(ots) - Vertrauen ist gut, Kontrolle ist besser. Angela
Merkel, die in der DDR aufgewachsene Pfarrerstochter mit
marxistischer Grundausbildung, verfährt offenbar nach dem
Grundprinzip des umstrittenen Sowjet-Revolutionärs Wladimir Iljitsch
Lenin. Die Unterhändler von Union und SPD verhandeln hart, aber mit
nur mäßigen Erfolgen. Vor allem aber verfahren die künftigen
Groß-Koalitionäre nach dem Motto Wünsch-Dir-was. Bereits jetzt
summieren sich die Mehrausgaben, die zu Papier gebracht wurden, auf
eine erkleckliche zweistellige Milliardensumme. Einsparen war
gestern. Wir sind so frei. Um dem Drang zum großen Geldausgeben
wenigstens etwas Einhalt zu gebieten, hat Merkel die
Unions-Unterhändler vergangene Woche zum Rapport einbestellt. Und bei
der morgigen Spitzenrunde von Schwarz und Rot in Berlin soll
gleichfalls versucht werden, Dämme zu errichten - gegen allzu
sorgloses Verpulvern von Steuergeldern. Merkel und die Union stehen
in dieser Frage noch weit mehr in der Pflicht als die SPD. CDU und
CSU haben auf den Marktplätzen der Republik verkündet, die nächste
Regierung komme ohne zusätzliche Steuern aus. Daran müssen sie sich
nun messen lassen. Gleichzeitig standen freilich allerlei Wohltaten
im Unions-Programm, die allein mit über 30 Milliarden Euro zu Buche
schlagen würden. Wenn sie denn kommen. Ob die Union beides kann -
einerseits das Füllhorn aufhalten und andererseits die Bürger nicht
zu schröpfen -, wird für Merkel, Seehofer und Co. eine Frage der
Glaubwürdigkeit. Denn Gabriel und der SPD kommt diese finanzielle
Bredouille gar nicht ungelegen. Sie winken mit dem schlichten
Hinweis, Steuererhöhungen müssten halt sein. Bei all dem
schwarz-roten Geschacher der letzten Wochen - um den Kurs der
künftigen Koalition in Berlin, ums Geldausgeben, um kleine Siege für
die eigene Klientel - gerät völlig aus dem Blick, was von dieser
großen Koalition erwartet wird: Große und nachhaltig tragfähige
Lösungen für die Fragen der Zukunft unseres Landes. Vielleicht sogar
Visionen für ein besseres, gerechteres, sicheres Zusammenleben in
Deutschland, Europa und der Welt. Dass sich die Groß-Koalition
bereits jetzt jedoch aufs Klein-Klein beschränkt, ist ernüchternd. Um
größeren Streit zwischen den Regierungspartnern in spe zu vermeiden,
haben beide die Spendierhosen angezogen. Aber das kann nicht gut
gehen. Wie wenig bei Schwarz-Rot zusammenpasst, sieht man nicht nur
beim zähen Gewürge um Mindestlohn, Pkw-Maut, Doppelpass,
Steuererhöhungen oder Mütterrente, sondern auch bei der urplötzlich
von CSU-Chef Horst Seehofer losgetretenen Debatte ums Kindergeld.

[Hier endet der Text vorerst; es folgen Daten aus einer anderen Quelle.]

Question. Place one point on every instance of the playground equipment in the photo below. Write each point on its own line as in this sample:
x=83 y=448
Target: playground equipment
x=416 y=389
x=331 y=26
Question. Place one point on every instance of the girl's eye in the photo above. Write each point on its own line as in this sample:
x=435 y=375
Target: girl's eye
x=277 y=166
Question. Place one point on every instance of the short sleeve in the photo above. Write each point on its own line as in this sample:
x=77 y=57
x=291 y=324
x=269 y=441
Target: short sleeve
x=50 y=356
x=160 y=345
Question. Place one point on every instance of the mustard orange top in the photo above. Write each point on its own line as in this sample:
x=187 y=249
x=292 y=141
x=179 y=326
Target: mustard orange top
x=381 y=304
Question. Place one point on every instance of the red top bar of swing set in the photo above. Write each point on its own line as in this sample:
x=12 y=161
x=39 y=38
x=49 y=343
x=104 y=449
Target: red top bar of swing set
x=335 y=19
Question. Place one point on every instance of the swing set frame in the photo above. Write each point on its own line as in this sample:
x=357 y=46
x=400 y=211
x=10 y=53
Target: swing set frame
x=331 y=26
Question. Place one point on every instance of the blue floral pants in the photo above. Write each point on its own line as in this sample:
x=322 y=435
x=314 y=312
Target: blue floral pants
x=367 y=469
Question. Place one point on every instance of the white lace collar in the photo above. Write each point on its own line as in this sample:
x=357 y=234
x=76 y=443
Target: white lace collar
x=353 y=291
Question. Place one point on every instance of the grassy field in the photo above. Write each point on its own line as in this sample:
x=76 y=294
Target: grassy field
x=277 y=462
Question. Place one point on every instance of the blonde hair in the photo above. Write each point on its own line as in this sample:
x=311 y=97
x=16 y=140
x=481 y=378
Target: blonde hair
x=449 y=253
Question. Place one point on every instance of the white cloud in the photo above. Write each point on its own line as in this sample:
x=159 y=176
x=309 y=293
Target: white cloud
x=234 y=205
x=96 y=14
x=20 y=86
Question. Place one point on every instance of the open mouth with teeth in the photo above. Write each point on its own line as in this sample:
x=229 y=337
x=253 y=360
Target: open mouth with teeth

Zwar hatte die Union mehr Geld für Kinder flott in ihr Programm
geschrieben, doch - was schert mich mein Geschreibsel vor der Wahl! -
hat der flotte Seehofer diesen, eigentlich wenig strittigen Punkt
infrage gestellt. Die Begründung für seinen Schwenk ist obendrein
scheinheilig. Alle Wahlversprechen der Union stünden unter
Finanzierungsvorbehalt, meint der Bayer. Mit dem gleichen Argument
müsste die Union allerdings auch Mütterrente oder Betreuungsgeld zur
Disposition stellen. Oder will der CSU-Chef mit seinem Vorstoß etwas
ganz anderes bewirken? Etwa SPD und CDU(!) dazu drängen, auf gar
keinen Fall Abstriche am Betreuungsgeld vornehmen und die Mütterrente
passieren zu lassen? Es geht zu wie auf einem Basar. Es wird
getrickst, gedroht, gefälscht und gefeilscht. Uns alle könnte das
jedoch noch teuer zu stehen kommen.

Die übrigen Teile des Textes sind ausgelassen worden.